■サービス再構築へ「スタートアップの墓場」払拭
昨年、米ヤフーの最高経営責任者(CEO)に就任してからというもの、マリッサ・メイヤー氏は小規模の企業買収を重ねてきた。同社が2005年に取り組んだ積極的な買収に似ているようにも見えるが、マーケットはその違いを見極めようとしている。今回の相次ぐ買収には二重の目的がある。まず、若いエンジニアを獲得することによりヤフーをもう一度、「クール」によみがえらせること、そして同社の提供サービスをゆるやかに再構築することだ。

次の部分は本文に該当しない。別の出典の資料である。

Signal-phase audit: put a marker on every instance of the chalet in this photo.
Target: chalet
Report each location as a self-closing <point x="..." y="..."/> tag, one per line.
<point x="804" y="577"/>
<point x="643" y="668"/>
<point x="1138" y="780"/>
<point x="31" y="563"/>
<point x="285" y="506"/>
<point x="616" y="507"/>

つまり、目的はヤフーという企業体そのものを内側から直接作り直すことではない。買収は、企業文化を再定義するにはふさわしくない手法だ。同社が買収している企業の規模はどれも従業員10人前後。最近買収した8社を総合しても、世界中に広がる1万1000人の従業員によって作り上げられたヤフー文化の中で、新しい才能はそこに印象を残すのもやっとというところだ。
しかし、買収によって、人々が同社を見る目は変わる。買収されるサービスのユーザー、つまり消費者による効果ではない。それは、ヤフーの成長に欠かせない新しいエンジニアの手による。ヤフーは、ユーザーの多い消費者向けのスタートアップを手に入れるからではなく、新戦力によって技術革新を飛躍的に前進させることによって、必要な成長を達成する。開発に数年を要し、小規模買収よりも断然コストのかかる技術を瞬時にもたらすもの、それが企業買収である。